On the Death of a Pet
- Catherine Moscatt
- Aug 7
- 4 min read

When I was eleven my parents brought home two young cats. They weren’t kittens but the cat equivalent of toddlers. The black one we named Scout; the tabby was Susie. I loved my cats more than anything. Just a glimpse of them could lift my mood and trust me, I needed that over the years. Cats didn’t get mad at you for your adolescent mistakes. They loved you loyally and fiercely. Scout used to squeak before he lost his hearing. Susie loved to lick to the point it was a little ridiculous. I spent over half my life with these cats and then in the fall of 2022 we went on vacation.
My brother (who lives in Boston now) actually managed to join us in a huge Vrbo house right on the lake. Susie had been sick so my aunt actually stayed at our house to keep an eye on her. Towards the end of our vacation my dad sat us all down and broke the news Susie passed away. I think I was in shock because I didn’t cry. Not then anyway. I did a large amount of crying when we got back from vacation. When she wasn’t there to greet us with her cheerful meow, her licks, the way she monopolized our laps. But the worst part was seeing Scout. To this day Scout still roams the house, looking for his sister. He checks out all her old haunts especially my mom’s closet and cries when she isn’t there.
Now Scout is between twenty and twenty one and the vet has said to make him comfortable. He limps on the stairs and sleeps all the time, though he will go on a walk around the house. He used to be frisky and stalk butterflies. Now he just watches them fly by with (maybe?) a new appreciation for beauty. I know once Scout passes I will feel the crushing blow of both my beloved cats gone for good.
My dad says if God lets every sparrow into heaven (as it reads in the BIble) then surely Susie is waiting for us in heaven, to greet, to lick, to curl up on our laps or even share our laps with her brother. The thought is comforting but the pain is sharp.
Here are some things you can do if you suffer the loss of a pet whether it be a dog, cat or even a fish. Pets are pets and they hold something for all of us,
Celebrate your pet. Maybe write out a list of things you loved about your pet or specific memories. I remember the first time Susie crawled into my lap. I was trying to look up words in a dictionary for my homework and then copy them into the notebook (I was eleven) and Susie would not be deterred. She nudged the big book aside, climbed on top of it and settled in.
Keep in mind different people grieve differently. I know my whole family was upset by Susie’s death but we didn’t really sit around discussing it. The Vrbo property was large and we all kind of scattered to different parts of it. I went onto the dock and looked out on the lake where the view gave me perspective and the fading sun reminded me of God who taken Susie and would now make sure she was comfortable.
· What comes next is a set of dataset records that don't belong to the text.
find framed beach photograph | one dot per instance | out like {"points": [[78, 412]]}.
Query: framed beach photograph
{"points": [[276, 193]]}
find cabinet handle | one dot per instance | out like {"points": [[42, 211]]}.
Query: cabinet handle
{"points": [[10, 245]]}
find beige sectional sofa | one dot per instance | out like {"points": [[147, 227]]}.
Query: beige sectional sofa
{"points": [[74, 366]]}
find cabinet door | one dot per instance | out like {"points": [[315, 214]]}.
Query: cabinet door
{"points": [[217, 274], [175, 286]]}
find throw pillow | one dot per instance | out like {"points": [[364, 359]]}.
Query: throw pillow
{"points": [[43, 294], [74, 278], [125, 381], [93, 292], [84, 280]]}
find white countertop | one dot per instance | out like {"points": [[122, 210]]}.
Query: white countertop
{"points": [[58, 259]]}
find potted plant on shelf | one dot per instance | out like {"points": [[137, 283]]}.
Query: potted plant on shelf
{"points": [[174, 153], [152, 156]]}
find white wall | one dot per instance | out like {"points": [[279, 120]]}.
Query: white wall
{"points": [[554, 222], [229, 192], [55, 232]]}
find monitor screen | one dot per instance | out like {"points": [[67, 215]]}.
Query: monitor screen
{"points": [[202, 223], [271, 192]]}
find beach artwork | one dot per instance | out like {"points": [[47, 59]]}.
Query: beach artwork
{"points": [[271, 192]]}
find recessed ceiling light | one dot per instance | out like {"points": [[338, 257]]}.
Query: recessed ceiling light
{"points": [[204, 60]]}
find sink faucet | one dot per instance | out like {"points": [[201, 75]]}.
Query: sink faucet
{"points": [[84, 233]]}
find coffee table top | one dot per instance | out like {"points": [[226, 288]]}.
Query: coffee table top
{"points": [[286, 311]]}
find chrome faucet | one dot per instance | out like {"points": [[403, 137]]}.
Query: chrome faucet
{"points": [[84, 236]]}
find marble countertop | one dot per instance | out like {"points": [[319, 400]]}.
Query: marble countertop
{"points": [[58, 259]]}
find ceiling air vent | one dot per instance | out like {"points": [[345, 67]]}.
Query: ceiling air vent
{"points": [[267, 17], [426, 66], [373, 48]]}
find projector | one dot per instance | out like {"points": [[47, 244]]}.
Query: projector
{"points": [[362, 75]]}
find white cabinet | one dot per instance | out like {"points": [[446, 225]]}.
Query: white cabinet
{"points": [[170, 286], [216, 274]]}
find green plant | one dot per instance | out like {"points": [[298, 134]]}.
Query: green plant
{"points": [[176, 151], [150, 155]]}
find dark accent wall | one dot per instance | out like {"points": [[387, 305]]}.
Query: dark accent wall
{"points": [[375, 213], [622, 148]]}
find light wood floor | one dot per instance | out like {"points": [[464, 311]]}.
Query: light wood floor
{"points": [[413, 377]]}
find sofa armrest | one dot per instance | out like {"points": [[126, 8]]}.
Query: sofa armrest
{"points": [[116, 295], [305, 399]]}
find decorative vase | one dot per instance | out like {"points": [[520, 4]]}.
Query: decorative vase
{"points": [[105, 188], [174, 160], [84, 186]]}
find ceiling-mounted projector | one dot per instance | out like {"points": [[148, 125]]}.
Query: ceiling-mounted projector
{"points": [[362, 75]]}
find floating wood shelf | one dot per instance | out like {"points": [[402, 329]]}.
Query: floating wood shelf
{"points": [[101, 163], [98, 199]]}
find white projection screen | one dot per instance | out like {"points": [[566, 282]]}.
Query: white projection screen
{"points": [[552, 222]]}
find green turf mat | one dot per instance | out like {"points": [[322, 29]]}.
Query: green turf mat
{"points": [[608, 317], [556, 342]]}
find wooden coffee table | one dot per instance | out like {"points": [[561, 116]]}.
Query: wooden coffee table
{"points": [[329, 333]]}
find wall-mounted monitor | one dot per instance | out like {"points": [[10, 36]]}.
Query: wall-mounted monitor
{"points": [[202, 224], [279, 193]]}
Talk about your loss….when your ready. I texted my boyfriend once I heard about Susie and he called me. But I didn’t really want to talk to anyone. I just kind of wanted to be alone with my thoughts and memories. Later the thoughts would become words and I would say these words to the people I trusted and were close to. But it is more than okay if you don’t feel like talking right away. You need to digest the news.
Don’t feel the need to replace your pet. As soon as someone’s dog/ cat dies some people pop in with “So are you going to get another one”. This is well meaning but also a little insensitive. No other animal can replace the particular bond you had with your pet. Every animal is different and you can’t go trying to recreate the past. It’s not fair to you or your new pet who (odds are) will be nothing like your old one. Doesn’t mean you can’t love a new pet eventually. Just don’t expect a quick fix.
It is okay to get a new pet when you are ready. It is not disloyal to your old pet just as it would not be disloyal to remarry after your first marriage ended. Nonetheless, it would not surprising if this inspired uncomfortable feelings. That’s why its better to wait to your ready. Several people have suggested getting another kitten to keep Scout company but we don’t want to unsettle Scout. Even if we were ready, I don’t think he will ever be ready.
Someday we will lose Scout. I don’t know when and I don’t like thinking about it. But him and Susie I will always treasure in my heart. If you have a pet, I know you feel the same.